After you add a DNS TXT record for the keys to use for DKIM signing to your DNS domain settings, use the notes.ini setting DKIM_KEY on a Domino SMTP server to map a domain to a key to use for DKIM signing. The following table describes various options for this setting. If the router is running, restart it for the changes to take effect.
Example setting Description Example
DKIM_KEY_<domain>=<selector> When users send messages from the specified domain or any of its subdomains, the server signs the messages with the key that corresponds to the specified selector. DKIM_KEY_renovations.com=09262021
DKIM_KEY_<subdomain>=<selector> When users send messages from the specified subdomain, the server signs the messages with the key that corresponds to the specified selector. DKIM_KEY_sales.renovations.com=sales4321
DKIM_KEY_<domain>=<selector>,<selector> When users send messages from the specified domain, signs the messages with both of the keys specified by two selectors.
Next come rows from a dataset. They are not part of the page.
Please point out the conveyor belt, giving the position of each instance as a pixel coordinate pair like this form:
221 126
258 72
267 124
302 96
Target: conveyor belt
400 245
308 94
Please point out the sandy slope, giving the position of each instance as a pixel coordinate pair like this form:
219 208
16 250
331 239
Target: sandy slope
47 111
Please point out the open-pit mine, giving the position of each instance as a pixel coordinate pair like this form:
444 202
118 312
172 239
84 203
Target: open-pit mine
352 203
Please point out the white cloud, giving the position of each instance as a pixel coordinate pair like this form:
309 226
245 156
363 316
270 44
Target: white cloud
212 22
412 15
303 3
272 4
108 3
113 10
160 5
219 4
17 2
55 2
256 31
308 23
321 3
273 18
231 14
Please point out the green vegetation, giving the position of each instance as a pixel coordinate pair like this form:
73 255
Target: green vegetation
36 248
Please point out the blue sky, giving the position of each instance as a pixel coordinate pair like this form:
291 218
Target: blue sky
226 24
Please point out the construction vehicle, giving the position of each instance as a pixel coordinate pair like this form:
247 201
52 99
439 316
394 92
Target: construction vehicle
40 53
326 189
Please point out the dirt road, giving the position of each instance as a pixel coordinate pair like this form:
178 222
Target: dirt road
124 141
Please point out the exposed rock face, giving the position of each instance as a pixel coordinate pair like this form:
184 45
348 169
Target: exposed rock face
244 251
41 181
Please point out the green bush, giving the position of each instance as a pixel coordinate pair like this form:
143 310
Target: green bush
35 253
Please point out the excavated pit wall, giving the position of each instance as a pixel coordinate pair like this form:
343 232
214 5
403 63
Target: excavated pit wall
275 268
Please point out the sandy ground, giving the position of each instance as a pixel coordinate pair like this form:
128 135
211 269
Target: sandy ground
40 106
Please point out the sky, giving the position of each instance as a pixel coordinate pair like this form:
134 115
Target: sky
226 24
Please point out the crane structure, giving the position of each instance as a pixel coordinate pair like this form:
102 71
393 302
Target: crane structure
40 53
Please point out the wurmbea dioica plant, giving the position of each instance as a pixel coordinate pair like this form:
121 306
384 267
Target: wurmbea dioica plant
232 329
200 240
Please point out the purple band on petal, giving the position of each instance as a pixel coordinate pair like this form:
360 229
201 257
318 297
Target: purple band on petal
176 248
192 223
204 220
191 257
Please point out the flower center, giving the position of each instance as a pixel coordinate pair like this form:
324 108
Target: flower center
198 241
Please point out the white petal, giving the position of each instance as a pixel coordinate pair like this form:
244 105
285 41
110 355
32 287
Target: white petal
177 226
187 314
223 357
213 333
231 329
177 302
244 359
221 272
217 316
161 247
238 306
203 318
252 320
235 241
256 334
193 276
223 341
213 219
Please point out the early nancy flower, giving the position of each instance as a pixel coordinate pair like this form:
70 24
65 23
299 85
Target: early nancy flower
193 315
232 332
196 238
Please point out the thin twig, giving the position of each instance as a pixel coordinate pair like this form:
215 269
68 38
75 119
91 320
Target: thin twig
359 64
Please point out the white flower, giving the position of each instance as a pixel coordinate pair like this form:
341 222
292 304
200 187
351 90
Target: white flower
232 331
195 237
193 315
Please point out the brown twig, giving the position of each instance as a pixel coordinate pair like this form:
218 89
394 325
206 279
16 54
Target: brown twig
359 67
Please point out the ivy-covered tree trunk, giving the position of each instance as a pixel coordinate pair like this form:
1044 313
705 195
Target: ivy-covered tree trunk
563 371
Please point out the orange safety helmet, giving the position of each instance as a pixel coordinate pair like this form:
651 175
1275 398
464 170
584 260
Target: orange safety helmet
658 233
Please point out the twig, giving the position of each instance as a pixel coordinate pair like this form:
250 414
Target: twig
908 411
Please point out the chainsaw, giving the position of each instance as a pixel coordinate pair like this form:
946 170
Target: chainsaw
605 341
This scenario is useful for:
  • Allowing signing by both old and new keys during key rollover transition while a new key propagates to DNS.
  • Using multiple signing algorithms.
 DKIM_KEY_renovations.com=09262021,10042021
DKIM_KEY_<aliasdomain>=<domain>;<selector> When users send messages from an alias domain (a domain that is not the primary domain), the messages are signed with the key that corresponds to the selector for the primary domain. DKIM_KEY_aliasrenovations.com=renovations.com;09262021

Enable DKIM signing

After you configure the DKIM_KEY settings to map a domain to a key, specify the following additional setting to enable DKIM signing. You can enable or disable DKIM signing while the router is running and no router restart is required. 
RouterDKIMSigning=<value>
where <value> is one of the following values:
  • 1 This option makes a best effort to sign a message if a signing key is specified for the senders domain. If a signing error occurs, an error is logged but the message is delivered unsigned.
  • 2 This option enforces DKIM signing. If a signing key is specified for the senders domain and a signing error occurs, the error is logged and the message isn't send. The sending user receives a non-delivery report.